ABSTRACT=In gynecologic oncology, ovarian cancer is a great clinical challenge. Because of the lack of typical symptoms and effective biomarkers for noninvasive screening, most patients develop advanced-stage ovarian cancer by the time of diagnosis. MicroRNAs (miRNAs) are a type of non-coding RNA molecule that has been linked to human cancers. Specifying diagnostic biomarkers to determine non-cancer and cancer samples is difficult.

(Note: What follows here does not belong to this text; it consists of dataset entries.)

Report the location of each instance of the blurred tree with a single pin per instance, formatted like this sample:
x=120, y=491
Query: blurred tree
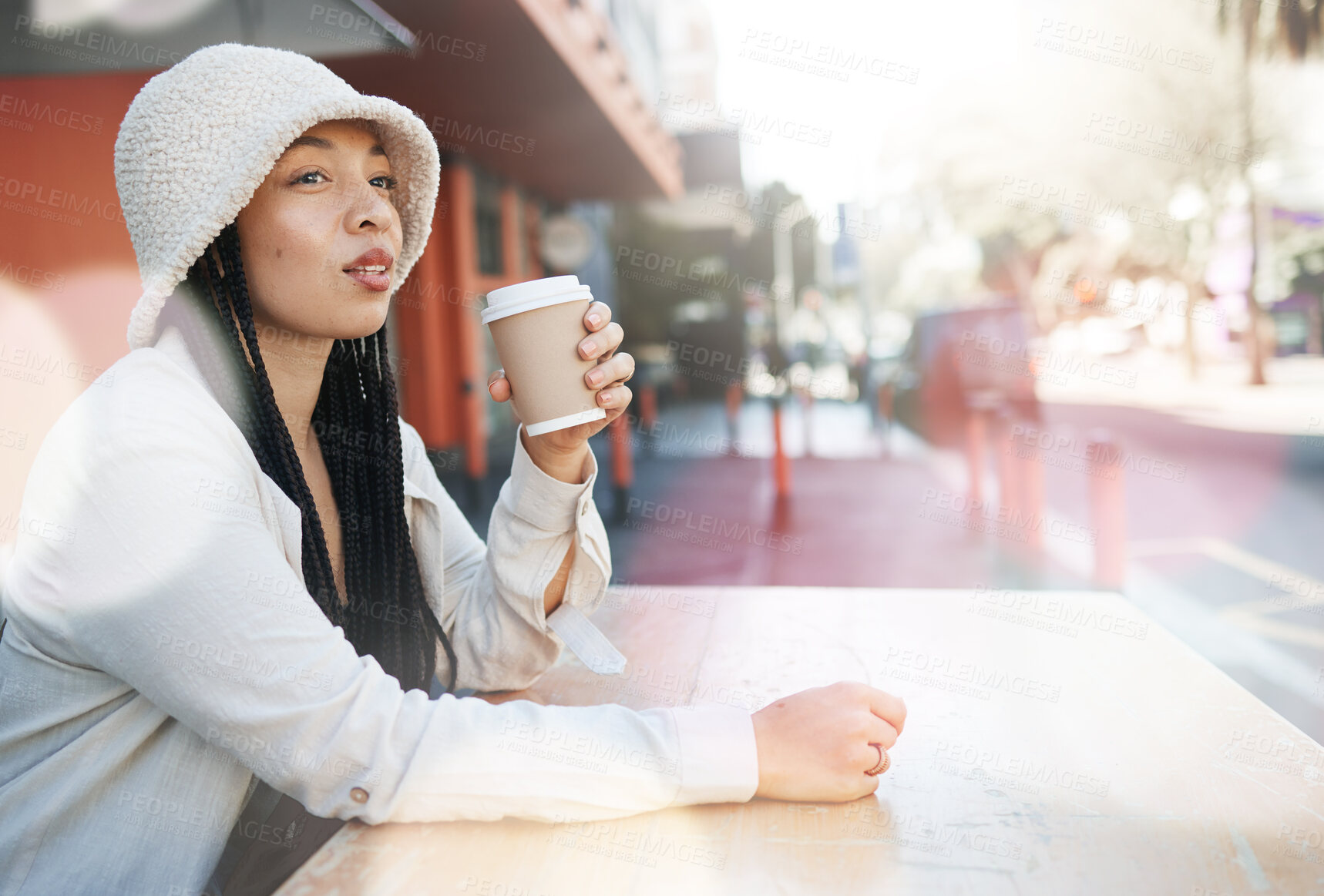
x=1294, y=29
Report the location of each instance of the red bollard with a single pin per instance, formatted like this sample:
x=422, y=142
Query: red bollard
x=976, y=433
x=647, y=407
x=807, y=412
x=780, y=462
x=1108, y=511
x=735, y=398
x=623, y=459
x=885, y=401
x=1032, y=499
x=1009, y=466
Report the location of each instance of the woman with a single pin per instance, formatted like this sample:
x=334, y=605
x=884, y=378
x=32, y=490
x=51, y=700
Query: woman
x=239, y=573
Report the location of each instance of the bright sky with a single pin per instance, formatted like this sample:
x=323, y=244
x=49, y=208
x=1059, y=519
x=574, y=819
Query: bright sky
x=946, y=42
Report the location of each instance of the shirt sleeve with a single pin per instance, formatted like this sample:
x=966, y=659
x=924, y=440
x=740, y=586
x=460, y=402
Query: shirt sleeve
x=146, y=553
x=490, y=597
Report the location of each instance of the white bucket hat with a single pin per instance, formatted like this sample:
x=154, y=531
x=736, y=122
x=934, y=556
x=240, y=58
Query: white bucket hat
x=203, y=136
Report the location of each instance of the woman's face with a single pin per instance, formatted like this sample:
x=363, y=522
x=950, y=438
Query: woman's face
x=324, y=204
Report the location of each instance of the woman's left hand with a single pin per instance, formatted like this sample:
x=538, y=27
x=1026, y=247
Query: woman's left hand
x=560, y=453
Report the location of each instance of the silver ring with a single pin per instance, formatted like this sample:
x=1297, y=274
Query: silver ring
x=883, y=760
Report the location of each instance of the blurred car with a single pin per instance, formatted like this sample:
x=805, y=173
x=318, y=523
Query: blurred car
x=959, y=361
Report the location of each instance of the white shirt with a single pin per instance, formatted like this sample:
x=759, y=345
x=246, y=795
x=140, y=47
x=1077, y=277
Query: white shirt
x=160, y=649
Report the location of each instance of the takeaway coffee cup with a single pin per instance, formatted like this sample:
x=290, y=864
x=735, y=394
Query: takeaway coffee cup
x=538, y=327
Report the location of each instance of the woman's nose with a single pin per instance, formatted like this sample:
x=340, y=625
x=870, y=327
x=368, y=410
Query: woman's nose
x=368, y=206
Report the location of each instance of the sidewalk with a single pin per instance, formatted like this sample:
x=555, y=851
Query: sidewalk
x=870, y=511
x=1291, y=403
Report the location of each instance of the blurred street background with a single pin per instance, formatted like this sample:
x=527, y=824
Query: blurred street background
x=984, y=295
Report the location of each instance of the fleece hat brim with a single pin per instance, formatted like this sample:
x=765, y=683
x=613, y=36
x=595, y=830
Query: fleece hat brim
x=201, y=136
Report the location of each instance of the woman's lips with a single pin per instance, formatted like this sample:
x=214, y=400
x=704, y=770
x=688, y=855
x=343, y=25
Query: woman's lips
x=378, y=281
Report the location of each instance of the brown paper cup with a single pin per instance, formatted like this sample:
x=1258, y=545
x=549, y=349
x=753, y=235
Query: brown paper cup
x=539, y=352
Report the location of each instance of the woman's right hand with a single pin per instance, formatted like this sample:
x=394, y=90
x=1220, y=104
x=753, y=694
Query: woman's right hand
x=813, y=746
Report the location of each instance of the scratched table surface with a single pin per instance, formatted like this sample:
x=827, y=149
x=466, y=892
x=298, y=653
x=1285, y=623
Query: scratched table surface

By using Boruta, a novel random forest-based feature selection in the machine learning techniques, we aimed to identify biomarkers associated with ovarian cancer using cancerous and non-cancer samples from the Gene Expression Omnibus (GEO) database: GSE106817. In this study, we used two independent GEO datasets as external validation, including GSE113486 and GSE113740. We utilized five state-of-the-art machine learning algorithms for classification: logistic regression, random forest, decision trees, artificial neural networks, and XGBoost. Four models discovered in GSE113486 had an AUC of 100%, three in GSE113740 with AUC of over 94%, and four in GSE113486 with AUC of over 94%. We identified 10 miRNAs to distinguish ovarian cancer cases from normal controls: hsa-miR-1290, hsa-miR-1233-5p, hsa-miR-1914-5p, hsa-miR-1469, hsa-miR-4675, hsa-miR-1228-5p, hsa-miR-3184-5p, hsa-miR-6784-5p, hsa-miR-6800-5p, and hsa-miR-5100. Our findings suggest that miRNAs could be used as possible biomarkers for ovarian cancer screening, for possible intervention.